Leonard: Labour to oppose indyref2 in next UK manifesto
The Scottish party leader will make the commitment at Labour conference in Liverpool.
Labour will commit to opposing a second independence referendum in its next UK manifesto, according to Richard Leonard.
The Scottish Labour leader will make the announcement at Labour conference in Liverpool this week.
He will tell party delegates that Scotland does not need a second independence vote but instead requires radical Labour governments in Holyrood and Westminster.
But speaking to the BBC, Leonard refused to say whether he had discussed his manifesto announcement with Jeremy Corbyn.
It comes after the UK party leader refused to rule out consenting to a fresh referendum on the independence question if he became Prime Minister.
He said he would "decide at the time" whether to grant the Scottish Government a Section 30 order if it demanded a referendum.
A legally binding vote on independence would require this order, approved by the UK Government, to transfer the necessary powers to Holyrood.
Leonard is expected to tell conference: "We don't need another independence referendum to change Scotland - as far as I am concerned, we've just had one.
"The majority of people do not want one, and as we meet here this week with the prospect of a general election, I can make clear today that the next Labour manifesto will oppose another independence referendum.
"We don't need a referendum, we need the election of a Scottish Labour Government which is prepared to use its powers, and a confident Labour Party reawakening hope out of despair across these shared islands."
Leonard declined to confirm that he had discussed this proposal with Corbyn.
Speaking on the BBC's Sunday Politics Scotland programme, he said: "I have conversations with Jeremy Corbyn on all sorts of issues."

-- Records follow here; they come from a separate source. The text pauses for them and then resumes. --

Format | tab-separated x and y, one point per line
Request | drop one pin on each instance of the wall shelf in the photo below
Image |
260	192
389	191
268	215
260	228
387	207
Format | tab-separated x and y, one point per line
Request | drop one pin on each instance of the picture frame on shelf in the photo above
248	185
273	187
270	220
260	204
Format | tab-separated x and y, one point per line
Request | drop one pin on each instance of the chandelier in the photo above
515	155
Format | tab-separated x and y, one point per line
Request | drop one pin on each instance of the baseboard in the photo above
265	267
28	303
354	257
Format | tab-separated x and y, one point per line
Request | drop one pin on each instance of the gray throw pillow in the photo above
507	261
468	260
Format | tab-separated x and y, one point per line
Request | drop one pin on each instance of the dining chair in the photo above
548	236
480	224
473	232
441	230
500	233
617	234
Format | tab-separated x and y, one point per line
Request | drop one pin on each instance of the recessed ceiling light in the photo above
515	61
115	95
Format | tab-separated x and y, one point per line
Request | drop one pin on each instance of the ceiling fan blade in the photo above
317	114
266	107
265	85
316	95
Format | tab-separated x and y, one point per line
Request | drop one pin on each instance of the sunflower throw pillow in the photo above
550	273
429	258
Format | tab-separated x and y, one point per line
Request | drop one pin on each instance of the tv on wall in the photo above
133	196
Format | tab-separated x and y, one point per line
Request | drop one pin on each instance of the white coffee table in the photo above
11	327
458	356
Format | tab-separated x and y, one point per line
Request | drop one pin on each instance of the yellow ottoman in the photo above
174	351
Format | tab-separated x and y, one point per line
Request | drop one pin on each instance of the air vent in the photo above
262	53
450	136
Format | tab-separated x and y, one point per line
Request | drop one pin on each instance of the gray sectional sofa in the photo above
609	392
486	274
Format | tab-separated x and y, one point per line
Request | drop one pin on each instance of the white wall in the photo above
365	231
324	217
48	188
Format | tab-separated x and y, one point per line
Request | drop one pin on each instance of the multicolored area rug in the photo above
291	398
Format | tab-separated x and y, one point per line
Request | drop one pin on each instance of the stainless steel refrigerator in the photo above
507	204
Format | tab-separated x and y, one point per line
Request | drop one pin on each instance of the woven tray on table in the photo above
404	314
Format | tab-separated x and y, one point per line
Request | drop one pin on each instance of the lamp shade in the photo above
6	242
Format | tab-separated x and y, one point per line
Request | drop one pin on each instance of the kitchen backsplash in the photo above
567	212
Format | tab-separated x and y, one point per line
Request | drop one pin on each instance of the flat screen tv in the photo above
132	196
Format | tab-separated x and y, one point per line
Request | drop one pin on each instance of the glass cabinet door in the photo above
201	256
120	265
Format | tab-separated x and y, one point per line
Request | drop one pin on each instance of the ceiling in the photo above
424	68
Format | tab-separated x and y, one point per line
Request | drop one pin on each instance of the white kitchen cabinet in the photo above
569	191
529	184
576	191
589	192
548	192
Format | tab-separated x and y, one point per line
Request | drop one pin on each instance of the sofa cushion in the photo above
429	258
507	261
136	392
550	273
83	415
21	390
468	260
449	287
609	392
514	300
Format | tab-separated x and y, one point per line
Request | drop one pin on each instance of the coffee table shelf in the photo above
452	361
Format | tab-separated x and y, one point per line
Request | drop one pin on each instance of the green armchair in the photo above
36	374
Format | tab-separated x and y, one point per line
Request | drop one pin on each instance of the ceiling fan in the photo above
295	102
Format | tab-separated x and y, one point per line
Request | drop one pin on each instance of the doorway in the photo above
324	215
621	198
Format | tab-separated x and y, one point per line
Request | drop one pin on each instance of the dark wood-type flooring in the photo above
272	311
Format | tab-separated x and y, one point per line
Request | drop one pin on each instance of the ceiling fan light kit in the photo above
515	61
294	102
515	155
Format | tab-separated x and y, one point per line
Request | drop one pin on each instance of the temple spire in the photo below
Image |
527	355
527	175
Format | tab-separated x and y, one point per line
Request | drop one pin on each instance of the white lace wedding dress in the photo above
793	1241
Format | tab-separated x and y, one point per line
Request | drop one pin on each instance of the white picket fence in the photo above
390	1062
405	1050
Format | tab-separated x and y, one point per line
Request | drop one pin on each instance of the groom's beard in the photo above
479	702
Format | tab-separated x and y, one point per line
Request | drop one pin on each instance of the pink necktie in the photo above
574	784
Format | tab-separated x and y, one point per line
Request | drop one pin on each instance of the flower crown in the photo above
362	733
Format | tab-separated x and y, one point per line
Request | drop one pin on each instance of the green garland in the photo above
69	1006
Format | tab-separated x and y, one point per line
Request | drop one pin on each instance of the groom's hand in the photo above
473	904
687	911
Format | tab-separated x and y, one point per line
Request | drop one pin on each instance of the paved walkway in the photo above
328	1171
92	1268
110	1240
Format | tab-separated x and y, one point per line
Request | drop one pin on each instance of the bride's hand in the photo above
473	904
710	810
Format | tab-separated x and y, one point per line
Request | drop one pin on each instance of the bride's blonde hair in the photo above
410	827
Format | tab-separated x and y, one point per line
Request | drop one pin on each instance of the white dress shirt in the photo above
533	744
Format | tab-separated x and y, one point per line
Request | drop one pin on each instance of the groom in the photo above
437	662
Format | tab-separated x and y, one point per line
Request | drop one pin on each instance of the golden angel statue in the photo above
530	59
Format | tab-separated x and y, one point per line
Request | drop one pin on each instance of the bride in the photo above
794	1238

SNP deputy leader Keith Brown described Leonard's proposal as an "extraordinary position from the Labour party".
He told STV News: "Fresh from having lost hundreds of thousands of supporters after the referendum in 2014 for cosying up to the Tories, we now have this position where they're setting themselves against the democratic rights of the people of Scotland.
"I've seen people today, Labour people, saying this is 'bonkers', and so it is.
"They will pay a high price if they choose to continue to ignore the democratic rights of the people of Scotland."
Alex Salmond and David Cameron signed the Edinburgh Agreement which granted Section 30 powers to the Scottish Government ahead of the 2014 referendum.
But when Nicola Sturgeon's government requested such an order last year, Theresa May refused, saying "now is not the time", shortly before calling a snap general election.